Comme un nuage, 2008

Sèvres – Cité de la céramique

Grès chamotté, émail, pièce unique, co-édition avec la galerie Claudine Papillon, 90×40 cm

L’artiste

Elsa Sahal est née en 1975 à Paris où elle vit. Diplômée de l’Ecole nationale supérieure des beaux-arts de Paris, où elle travaille notamment dans l’atelier d’Erik Dietman, elle a enseigné durant sept années à l’école supérieure des Arts Décoratifs de Strasbourg, en tant que responsable de l’atelier Terre. Sa première exposition personnelle remonte à 2002 chez Claudine Papillon, galerie à laquelle elle est restée fidèle. Elle a effectué différentes résidences à Châteauroux, à Saint-Yriex-la-Perche, à Séoul ou aux Etats-Unis. Philippe Dagen, critique au Monde parle de ses « sculptures défaites », comme « frappées pendant leur modelage ou leur cuisson, par un inexplicable malheur ». « Elsa Sahal obtient des pièces étranges, qui commencent comme des corps ou des vases et finissent en mottes ou en stalactites ». En 2016, une partie de l’exposition « Ceramix, de Rodin à Schütte » à la Maison Rouge, Fondation Antoine de Galbert, en collaboration avec Sèvres-Cité de la céramique, est consacrée à l’ensemble de ses créations. La même année les éditions Norma publient un ouvrage sur l’artiste.

L’oeuvre

Dans la sculpture Comme un Nuage, Elsa Sahal a joué avec la qualité rugueuse du grès de Sèvres. Cette pâte chamottée se déchire et se délite mais peut aussi se plier et s’arrondir de manière quasi organique. Céramiste confirmée, l’artiste a exploité à la Manufacture la variété des textures et des couleurs offertes par la qualité de l’émail de haute température et de la pâte. Cette « peau d’émail unique » accentue le caractère et l’individualité de chacune de ces sculptures. L’aspect luxueux des cristallisations et des nucléations, les entremêlements de subtiles couleurs l’ont amené à simplifier les formes vers un propos simple, plus direct et plus ironique.

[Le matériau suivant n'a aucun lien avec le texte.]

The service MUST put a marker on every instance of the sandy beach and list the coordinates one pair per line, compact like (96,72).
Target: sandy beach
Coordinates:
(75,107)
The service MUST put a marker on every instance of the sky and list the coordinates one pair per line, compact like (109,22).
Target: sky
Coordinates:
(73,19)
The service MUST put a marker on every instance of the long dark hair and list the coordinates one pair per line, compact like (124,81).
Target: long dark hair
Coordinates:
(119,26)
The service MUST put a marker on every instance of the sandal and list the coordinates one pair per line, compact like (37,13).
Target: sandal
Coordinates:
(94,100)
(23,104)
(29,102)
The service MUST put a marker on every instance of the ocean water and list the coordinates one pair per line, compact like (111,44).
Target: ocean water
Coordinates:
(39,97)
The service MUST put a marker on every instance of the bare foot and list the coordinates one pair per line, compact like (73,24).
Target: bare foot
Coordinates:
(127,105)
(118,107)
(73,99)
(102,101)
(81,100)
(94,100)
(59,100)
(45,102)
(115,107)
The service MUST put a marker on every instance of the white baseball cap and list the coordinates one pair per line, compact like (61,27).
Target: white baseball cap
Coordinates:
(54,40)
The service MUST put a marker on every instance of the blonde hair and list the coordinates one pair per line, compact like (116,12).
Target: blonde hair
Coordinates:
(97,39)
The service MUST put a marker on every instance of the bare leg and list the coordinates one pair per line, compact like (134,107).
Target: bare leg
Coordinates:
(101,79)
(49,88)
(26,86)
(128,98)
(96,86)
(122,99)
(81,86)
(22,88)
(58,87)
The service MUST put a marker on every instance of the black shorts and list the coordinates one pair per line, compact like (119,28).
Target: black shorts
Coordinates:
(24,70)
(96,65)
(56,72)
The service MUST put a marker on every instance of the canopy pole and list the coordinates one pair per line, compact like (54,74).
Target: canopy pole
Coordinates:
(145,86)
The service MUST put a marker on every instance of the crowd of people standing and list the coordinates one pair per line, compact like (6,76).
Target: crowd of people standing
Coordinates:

Elle a aimé « trancher le paysage (comme on découpe une part de gâteau) et voir couler les couleurs de Sèvres le long de cette falaise ». « J’utilise des grès qui offrent d’immenses possibilités de matières toutes en transparence et en profondeur. Avec l’aide des techniciens, je développe considérablement mon travail dans des conditions idéales de recherche et d’expérimentation. Grâce à cet apport, je crois que mon travail, dégrossi par la confrontation ou le rapprochement avec toute la richesse de l’histoire et de la culture de la céramique présente à Sèvres, devient plus subtil ».